1Biggs Laboratory, Wadsworth Center, New York State Department of Health, Albany, NY 12201, 2Department of Biomedical Sciences School of Public Health, State University of New York at Albany, Albany, NY 12201


1. Abstract
2. Introduction
3. Basic Features of RyR Architecture
3.1. Cytoplasmic Assembly/Region
3.2. Transmembrane assembly/region
4. Comparison of RyR Isoforms
5. Conformational States or RyR1 and RyR3
6. Interaction Sites of RyR Modulators
6.1. FKBP12
6.2. Calmodulin
6.3. Dihydropyridine Receptor
7. Correlation of RyR1's amino acid sequence with its 3D architecture
8. Perspective
8.1. High resolution
8.2. 3D localization of functional/structural sites
9. Acknowledgment
10. References


Nearly all available information on the three-dimensional structure of the ryanodine receptor (RyR) class of intracellular calcium release channels has come from electron microscopy. This review focuses on results that have been obtained by cryo-electron microscopy of purified, detergent-solubilized receptors in combination with single-particle image processing. This approach has led to the most detailed 3D models of RyRs, which are currently at resolutions of 20-30 Å. All three of the known genetic isoforms show essentially identical architectures at this resolution: a large, 4-fold symmetric, cytoplasmic assembly that accounts for greater than 80% of the receptor's mass and is composed of at least 10 discrete, loosely packed domains, and a transmembrane region whose dimensions lead us to conclude that very little of RyR's protein mass is present on the lumenal side of the sarco/endoplasmic reticulum.

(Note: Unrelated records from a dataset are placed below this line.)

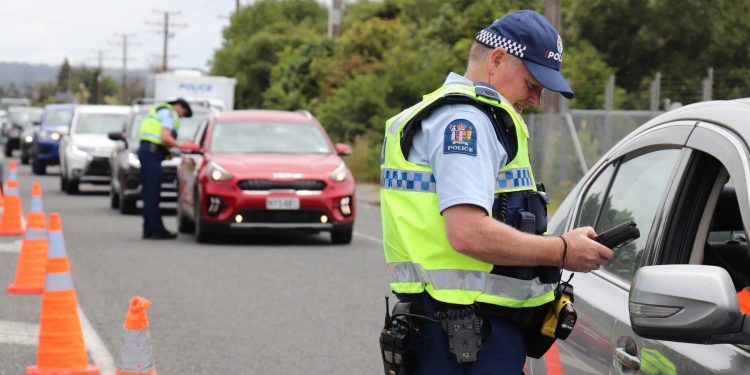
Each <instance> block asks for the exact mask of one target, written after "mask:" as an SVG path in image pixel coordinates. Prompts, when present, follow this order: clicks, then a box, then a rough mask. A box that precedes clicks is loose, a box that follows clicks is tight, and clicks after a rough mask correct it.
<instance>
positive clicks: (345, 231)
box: [331, 224, 354, 245]
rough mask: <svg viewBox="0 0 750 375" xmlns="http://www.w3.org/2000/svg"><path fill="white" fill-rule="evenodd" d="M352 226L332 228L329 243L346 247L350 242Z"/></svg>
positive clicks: (353, 227)
mask: <svg viewBox="0 0 750 375" xmlns="http://www.w3.org/2000/svg"><path fill="white" fill-rule="evenodd" d="M353 233H354V225H353V224H349V225H342V226H341V227H340V228H333V230H332V231H331V243H334V244H336V245H346V244H349V243H351V242H352V234H353Z"/></svg>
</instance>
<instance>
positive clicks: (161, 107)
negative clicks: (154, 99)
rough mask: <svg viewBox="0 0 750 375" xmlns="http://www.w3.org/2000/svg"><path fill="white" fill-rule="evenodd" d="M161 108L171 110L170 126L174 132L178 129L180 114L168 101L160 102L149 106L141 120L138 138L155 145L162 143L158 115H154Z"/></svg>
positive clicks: (179, 123) (141, 139)
mask: <svg viewBox="0 0 750 375" xmlns="http://www.w3.org/2000/svg"><path fill="white" fill-rule="evenodd" d="M162 108H166V109H168V110H170V111H171V112H172V118H173V123H172V126H173V128H174V131H175V132H176V131H177V130H179V129H180V115H179V114H178V113H177V111H175V110H174V107H172V106H171V105H169V103H162V104H159V105H157V106H154V107H153V108H151V110H150V111H148V115H147V116H146V118H144V119H143V122H141V131H140V139H141V140H142V141H148V142H151V143H155V144H157V145H161V144H163V142H162V141H161V122H159V117H158V116H157V115H156V112H158V111H159V110H161V109H162Z"/></svg>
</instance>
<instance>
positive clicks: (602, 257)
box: [563, 227, 615, 272]
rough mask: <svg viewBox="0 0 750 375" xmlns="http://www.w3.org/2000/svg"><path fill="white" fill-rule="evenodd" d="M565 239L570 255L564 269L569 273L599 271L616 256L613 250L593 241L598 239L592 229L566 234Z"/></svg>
mask: <svg viewBox="0 0 750 375" xmlns="http://www.w3.org/2000/svg"><path fill="white" fill-rule="evenodd" d="M563 237H565V239H566V240H567V241H568V254H567V256H566V257H565V260H564V268H565V269H566V270H569V271H575V272H589V271H592V270H598V269H599V267H600V266H601V265H602V264H606V263H607V262H609V260H610V259H612V256H613V255H614V254H615V253H614V251H612V250H611V249H609V248H607V247H606V246H604V245H602V244H600V243H598V242H596V241H594V240H593V239H592V238H594V237H596V232H595V231H594V228H592V227H582V228H576V229H573V230H571V231H570V232H568V233H565V234H564V235H563Z"/></svg>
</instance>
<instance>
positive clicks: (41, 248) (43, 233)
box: [8, 212, 48, 294]
mask: <svg viewBox="0 0 750 375" xmlns="http://www.w3.org/2000/svg"><path fill="white" fill-rule="evenodd" d="M27 220H28V224H29V228H28V230H27V231H26V235H24V237H23V241H22V242H21V254H20V255H19V256H18V265H17V266H16V278H15V280H14V281H13V284H10V285H8V294H42V292H43V291H44V276H45V266H46V262H47V245H48V241H47V224H46V223H45V220H44V213H43V212H29V216H28V218H27Z"/></svg>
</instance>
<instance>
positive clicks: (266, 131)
mask: <svg viewBox="0 0 750 375" xmlns="http://www.w3.org/2000/svg"><path fill="white" fill-rule="evenodd" d="M210 151H211V152H216V153H235V152H237V153H284V154H287V153H306V154H310V153H312V154H328V153H330V152H331V149H330V147H329V146H328V142H326V139H325V137H324V136H323V133H322V132H321V131H320V129H319V128H318V127H317V126H316V125H315V124H313V123H300V122H291V123H287V122H270V121H264V122H249V121H247V122H246V121H227V122H219V123H217V124H216V126H215V127H214V130H213V135H212V136H211V146H210Z"/></svg>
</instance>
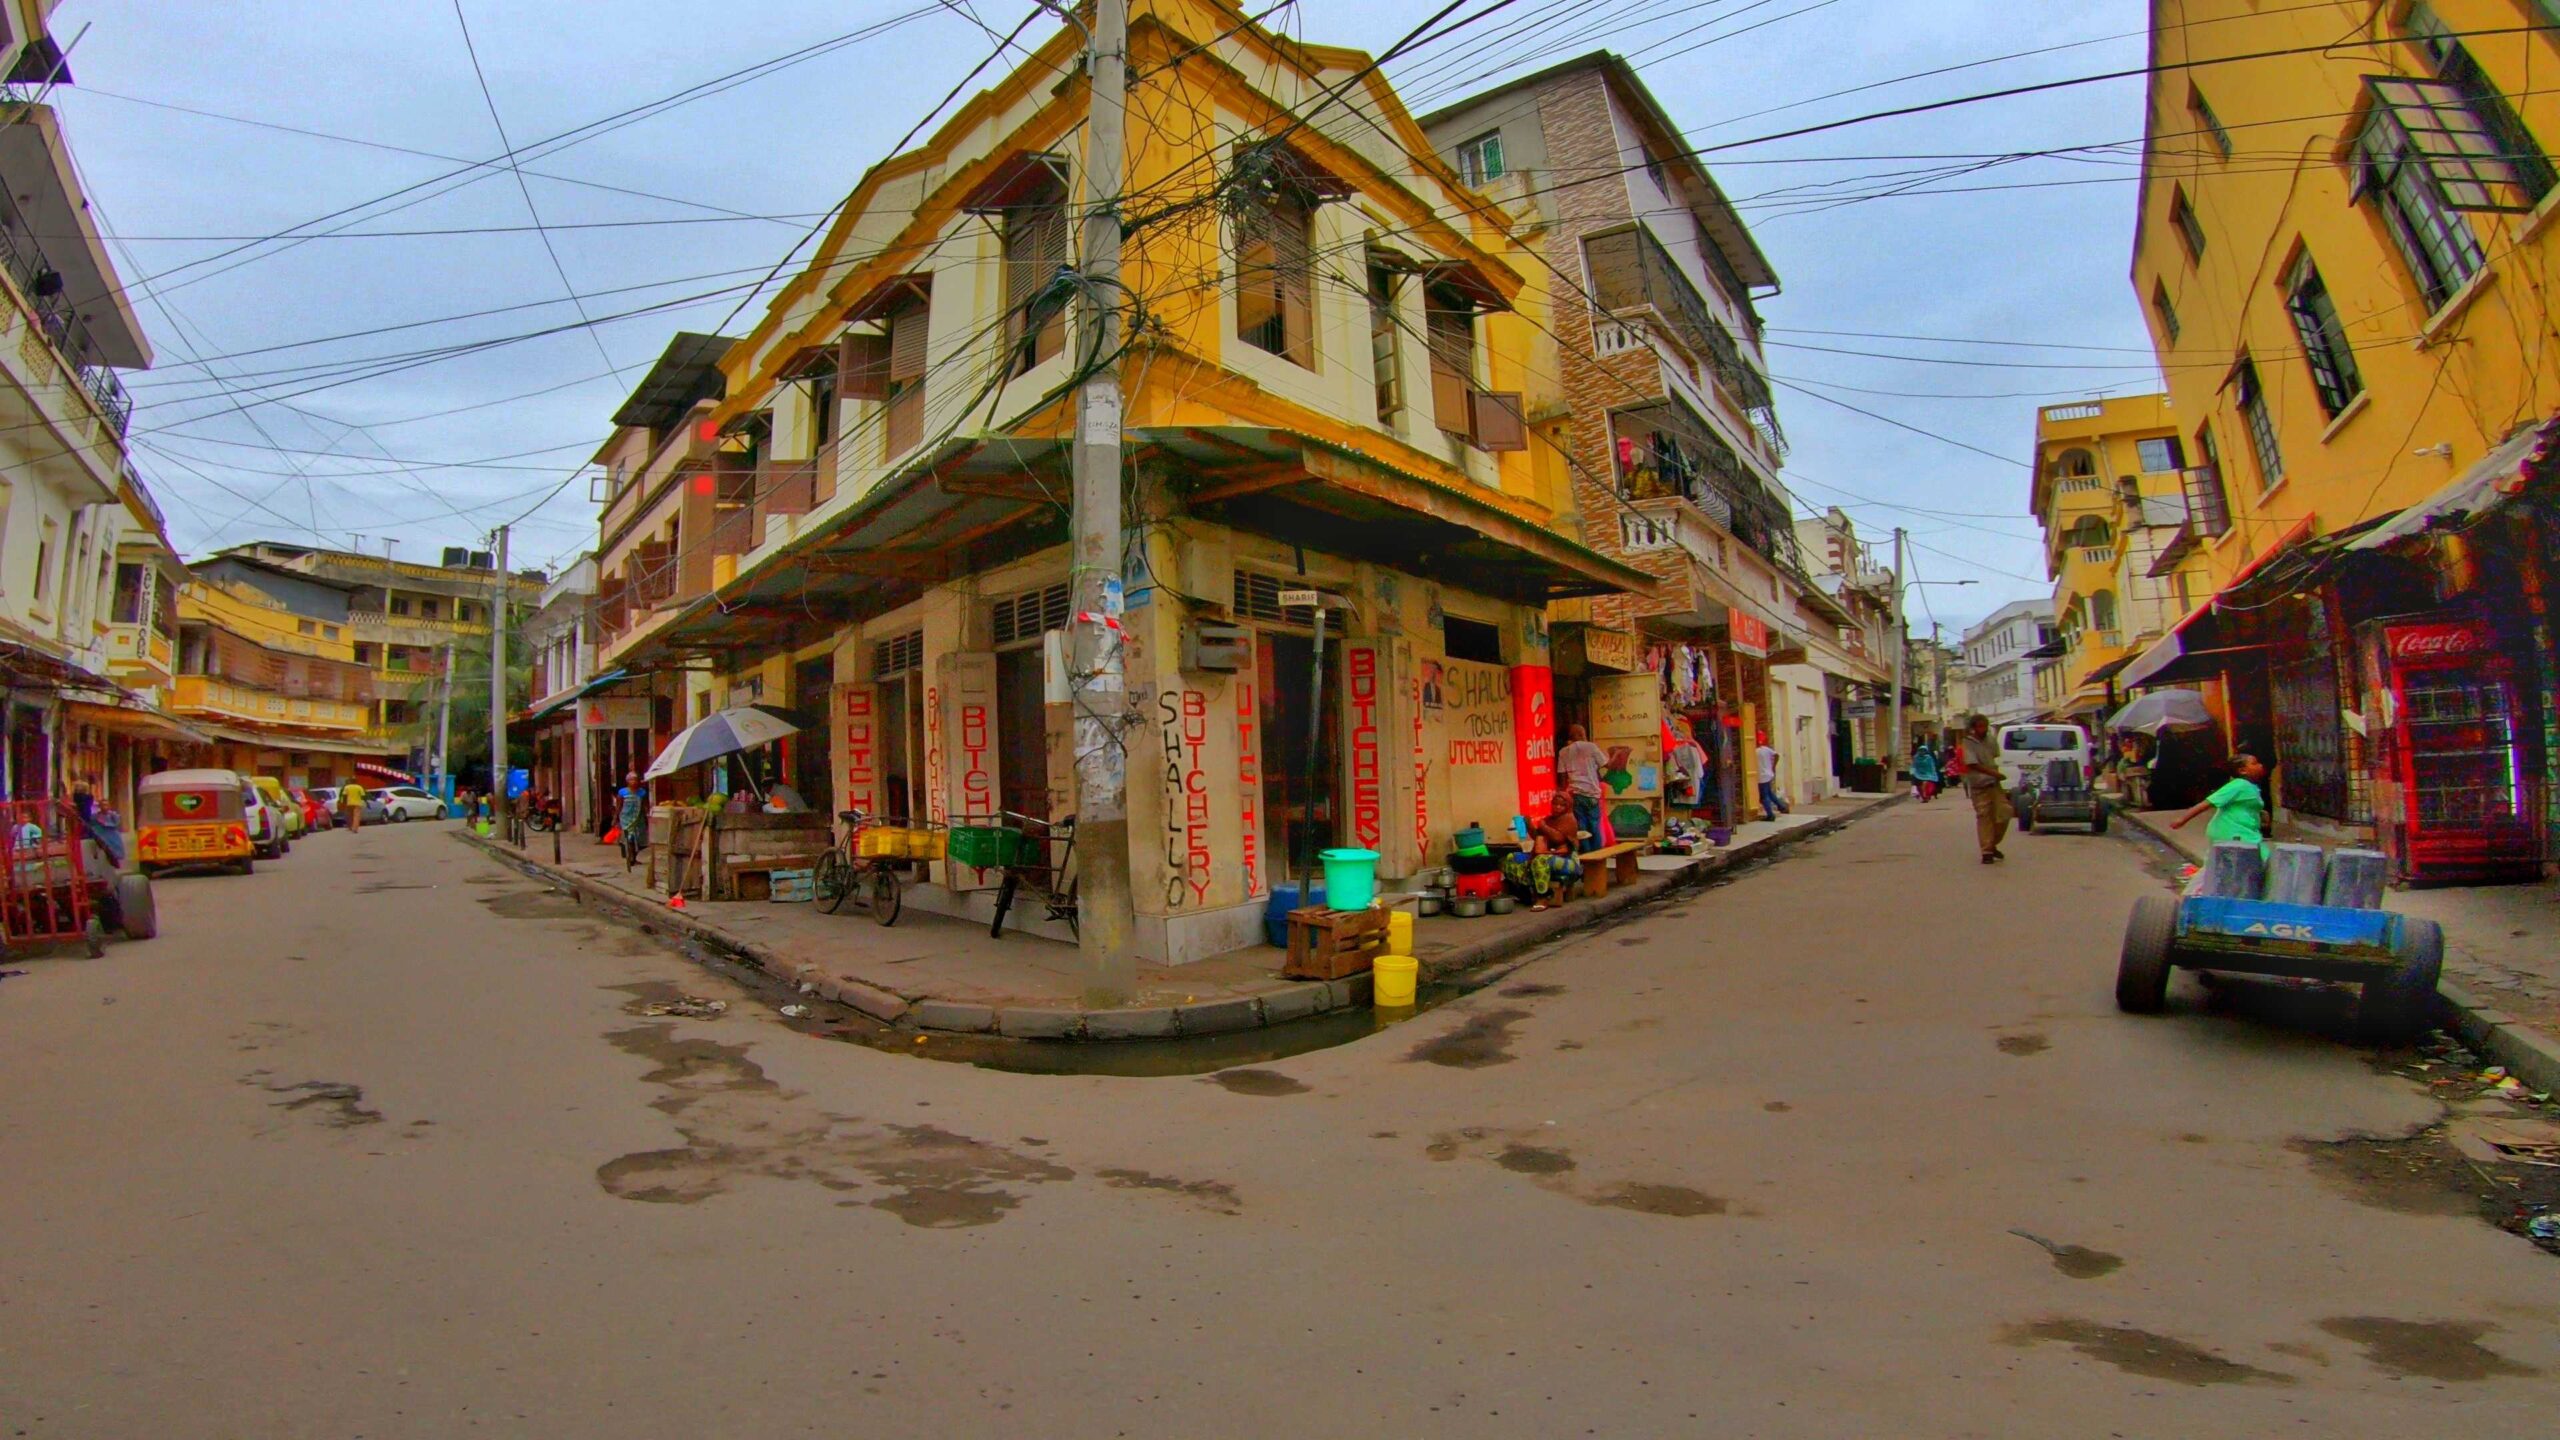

Three-dimensional reconstructions determined for RyRs that have been exposed to conditions that promote either open or closed states show subtle differences, some of which are located in the cytoplasmic assembly, at sites more distant than 100 Å from the ion channel in the transmembrane region. Several of the ligands (FK506-binding protein, calmodulin, dihydropyridine receptor) that interact in vivo with the skeletal RyR have been, or are in the process of being, mapped to various locations on the cytoplasmic assembly.